2 of my best friends in the world have children almost exactly Nova's age - the one that lives locally is kind enough not to bring her son when she visits me. I usually dread seeing other people with babies, most of the time I can't look at kids the same ages as Alexis or Nova, without dying a little inside. I hardly ever go out unless I HAVE to, and then I dread it. I haven't even done my own grocery shopping in months. When I do go out, I come home so emotionally drained from "being ok" for all those strangers who don't know and don't understand when I fall apart. I spend a lot of my time pretending that I'm ok, and expend a lot of energy trying to keep myself together. I can do it, if I have to, outside the house, and here online - but my laundry is always piled up, the house is a wreck, I have to force myself to do the simplest things (like showering and remembering to make dinner.)

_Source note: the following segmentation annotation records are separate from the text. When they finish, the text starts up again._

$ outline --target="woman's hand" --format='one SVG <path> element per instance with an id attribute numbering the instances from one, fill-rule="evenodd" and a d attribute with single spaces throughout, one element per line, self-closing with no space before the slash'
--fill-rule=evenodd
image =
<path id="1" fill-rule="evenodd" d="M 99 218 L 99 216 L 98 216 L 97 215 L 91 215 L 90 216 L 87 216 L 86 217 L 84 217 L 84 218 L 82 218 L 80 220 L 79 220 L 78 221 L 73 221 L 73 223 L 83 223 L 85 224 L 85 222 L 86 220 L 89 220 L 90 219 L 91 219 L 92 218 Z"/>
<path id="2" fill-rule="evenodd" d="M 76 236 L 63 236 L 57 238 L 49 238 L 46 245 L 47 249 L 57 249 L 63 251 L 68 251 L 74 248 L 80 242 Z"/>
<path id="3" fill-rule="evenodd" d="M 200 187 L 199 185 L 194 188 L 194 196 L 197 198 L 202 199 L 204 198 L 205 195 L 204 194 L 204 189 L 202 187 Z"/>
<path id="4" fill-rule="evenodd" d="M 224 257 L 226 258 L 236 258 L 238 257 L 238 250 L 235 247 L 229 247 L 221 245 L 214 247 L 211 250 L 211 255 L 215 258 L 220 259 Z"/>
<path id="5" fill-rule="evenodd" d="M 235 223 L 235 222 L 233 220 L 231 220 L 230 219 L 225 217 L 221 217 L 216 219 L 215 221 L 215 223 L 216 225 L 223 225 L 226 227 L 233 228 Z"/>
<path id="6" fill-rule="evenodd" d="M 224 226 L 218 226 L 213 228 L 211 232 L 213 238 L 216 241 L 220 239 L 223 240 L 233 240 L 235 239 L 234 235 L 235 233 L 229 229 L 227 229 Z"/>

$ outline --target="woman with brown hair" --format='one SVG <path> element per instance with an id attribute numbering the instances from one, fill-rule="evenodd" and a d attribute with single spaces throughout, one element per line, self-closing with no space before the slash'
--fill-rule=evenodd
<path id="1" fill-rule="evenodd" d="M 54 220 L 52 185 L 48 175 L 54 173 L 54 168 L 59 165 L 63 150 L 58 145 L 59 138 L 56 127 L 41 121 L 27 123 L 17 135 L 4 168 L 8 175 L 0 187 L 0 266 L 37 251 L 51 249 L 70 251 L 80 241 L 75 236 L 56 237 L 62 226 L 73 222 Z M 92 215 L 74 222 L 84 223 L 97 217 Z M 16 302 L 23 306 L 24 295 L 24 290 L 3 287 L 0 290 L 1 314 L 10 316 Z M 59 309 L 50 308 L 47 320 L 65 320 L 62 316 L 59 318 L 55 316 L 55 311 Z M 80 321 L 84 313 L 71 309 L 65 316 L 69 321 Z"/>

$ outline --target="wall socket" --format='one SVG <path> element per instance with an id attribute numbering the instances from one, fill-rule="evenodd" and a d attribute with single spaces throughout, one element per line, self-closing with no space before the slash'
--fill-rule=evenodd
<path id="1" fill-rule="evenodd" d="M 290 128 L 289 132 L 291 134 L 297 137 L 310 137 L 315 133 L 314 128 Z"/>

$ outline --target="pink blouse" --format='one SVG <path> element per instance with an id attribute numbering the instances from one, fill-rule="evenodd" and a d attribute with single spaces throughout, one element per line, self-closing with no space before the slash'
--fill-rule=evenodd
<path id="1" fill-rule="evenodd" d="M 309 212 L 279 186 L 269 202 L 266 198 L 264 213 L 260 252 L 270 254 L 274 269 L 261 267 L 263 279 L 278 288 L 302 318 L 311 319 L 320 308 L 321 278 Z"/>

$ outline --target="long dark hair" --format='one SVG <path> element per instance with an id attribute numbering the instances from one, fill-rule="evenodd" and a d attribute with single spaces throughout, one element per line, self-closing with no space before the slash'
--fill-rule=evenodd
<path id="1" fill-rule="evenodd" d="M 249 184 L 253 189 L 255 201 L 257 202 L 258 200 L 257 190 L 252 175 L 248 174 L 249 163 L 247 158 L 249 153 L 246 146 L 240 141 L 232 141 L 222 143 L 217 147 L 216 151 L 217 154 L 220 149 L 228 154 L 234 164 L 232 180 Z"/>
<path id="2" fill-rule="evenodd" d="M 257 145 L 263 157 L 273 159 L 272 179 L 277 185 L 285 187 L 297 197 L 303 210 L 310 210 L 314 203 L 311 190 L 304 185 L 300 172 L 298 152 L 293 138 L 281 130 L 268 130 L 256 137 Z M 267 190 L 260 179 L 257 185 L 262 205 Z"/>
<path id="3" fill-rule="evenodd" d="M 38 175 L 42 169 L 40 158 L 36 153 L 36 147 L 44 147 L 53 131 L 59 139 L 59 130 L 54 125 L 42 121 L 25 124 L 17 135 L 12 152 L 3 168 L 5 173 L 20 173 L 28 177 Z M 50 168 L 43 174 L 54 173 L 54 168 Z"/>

And then other times I feel SO ok, so motivated to do 1000 things all at once, fundraising, and selling sponsor spots on the Team tshirts, joining the PTO, coordinating fundraising events with my kids' schools, newspaper stories, Awareness stuff, and sometimes, crazy cleaning jags. I cry every day, but I also laugh, a lot. I smile, and I love my kids in ways I never thought of before. The important thing is this - I give myself permission to do all of the above, and not feel guilty about whatever it is I'm feeling.
Should I have gone to a therapist after Alexis? Probably. Would meds have helped me? I have no idea. But I never felt like I wanted to go on meds just because other people couldn't understand how broken I was, and still am. I am afraid that meds would make me numb. Alexis and Nova were my children, and they deserve to be mourned, I deserve the chance to
feel my grief, to miss my babies. I don't
want to cover my pain in a medicated fog. And I don't want to miss out on any tidbit of happiness that might get lost in that fog as well. And if I was foggy, would I have the motivation to do all the good things I'm doing? I don't know, but I'm afraid I wouldn't.
I know that the woman I was 5 years ago is gone. I also know that the woman I had become as of
one year ago is gone. I have been torn down and remade and torn down, and I'm trying to rebuild myself again. Trying to build positive things to lean against on the bad days. Trying to make a difference in my children's names so other people benefit from their lives, and from my loss, and feeling the pain is part of that process. It sucks, it's hard, but I really believe it's how it has to be done, at least, for me.